Der vor Wut am ganzen Leibe bebende Schankwirt stapfte im Zimmer auf und ab wie ein altes, krankes Pferd, aber ein Pferd von guter Rasse, das sich bis zum letzten Moment zu bäumen weiß, und Tonets Augen folgten nicht ohne Respekt dem ehemaligen Abenteurer, der in all seiner Indolenz, verweichlicht und schmerbäuchig, wie er war, seine Energie aus den Zeiten skrupellosen Kampfes wiederfand.

In das Schweigen des Zimmers hallte das Echo der Trompeten, die näher und näher schmetterten.

»Gewiß«, fuhr Cañamel fort, »ist alles erlogen. Aber ich will den Leuten nicht zum Gespött dienen. Auch diese Vertraulichkeiten mit Neleta, die du dir so als Pseudobruder erlaubst, passen mir nicht. Von heute ab habe ich mit dir nichts mehr zu schaffen. Dein Großvater ist einverstanden, daß wir beide allein die Fischerei in der Sequiota betreiben. Er wird dir auch deinen Anteil auszahlen. Wenn du nicht einwilligst, sage es – denn schließlich bist du es, der über die Sequiota zu verfügen hat. Doch dann will ich natürlich mein Geld und meine Netze zurückhaben, und wir werden sehen, wie du allein fertig wirst!«

Tonet getraute sich nicht, irgendwelchen Widerspruch gegen dieses neue Arrangement zu erheben.

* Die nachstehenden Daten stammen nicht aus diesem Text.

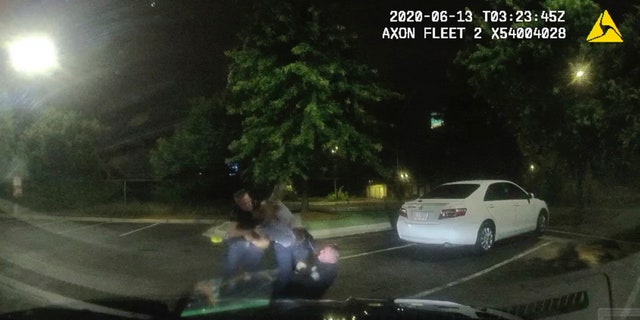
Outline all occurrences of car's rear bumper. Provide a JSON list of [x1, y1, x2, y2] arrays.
[[397, 217, 479, 245]]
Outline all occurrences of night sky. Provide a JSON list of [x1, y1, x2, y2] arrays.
[[0, 0, 629, 188]]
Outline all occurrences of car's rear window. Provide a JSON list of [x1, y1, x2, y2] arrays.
[[423, 183, 480, 199]]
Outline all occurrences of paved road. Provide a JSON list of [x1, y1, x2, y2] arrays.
[[0, 212, 640, 314]]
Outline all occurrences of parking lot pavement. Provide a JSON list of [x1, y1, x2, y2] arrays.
[[5, 200, 638, 318]]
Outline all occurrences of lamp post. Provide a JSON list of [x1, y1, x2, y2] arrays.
[[7, 34, 58, 75]]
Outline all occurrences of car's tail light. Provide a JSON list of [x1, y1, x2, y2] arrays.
[[438, 208, 467, 219]]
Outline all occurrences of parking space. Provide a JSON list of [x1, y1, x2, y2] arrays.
[[1, 212, 640, 316]]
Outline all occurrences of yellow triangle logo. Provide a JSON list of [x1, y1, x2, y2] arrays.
[[587, 10, 622, 42]]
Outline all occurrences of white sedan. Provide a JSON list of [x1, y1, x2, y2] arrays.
[[397, 180, 549, 252]]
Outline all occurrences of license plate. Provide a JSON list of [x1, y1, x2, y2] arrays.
[[413, 212, 429, 221]]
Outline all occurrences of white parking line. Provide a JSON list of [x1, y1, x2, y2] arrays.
[[120, 223, 160, 237], [340, 243, 416, 260], [407, 241, 553, 299], [56, 222, 109, 234], [548, 229, 640, 245]]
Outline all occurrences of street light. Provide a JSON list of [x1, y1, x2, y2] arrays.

»Wenn der Großvater das gutheißt, so bin ich einverstanden!«

Die Kapelle machte jetzt vor dem Hause halt, und die Musik dröhnte so laut, daß Cañamel seine Stimme erheben mußte, um sich dem Kubaner verständlich zu machen.

»Mit dem Geschäft sind wir also im reinen. Jetzt noch zwei Worte Mann zu Mann! Einen Gast, der mir lästig fällt, setze ich vor die Tür. Und dir verbiete ich, dich noch einmal in der Taverne blicken zu lassen. Verstehst du wohl? Es ist aus mit der Freundschaft! Die Tür von diesem Haus wird in Zukunft für dich eine Schranke sein, so hoch ... so hoch wie der Turm Miguelete in Valencia.«

Und während draußen Posaunen und Trompeten lärmten, reckte Cañamel seine beinahe kugelrunde Figur auf die Fußspitzen und hob den Arm, um die ungeheure, die unermeßbare Höhe der Schranke auszudrücken, die den Kubaner fortab von ihm und seiner Frau trennen sollte.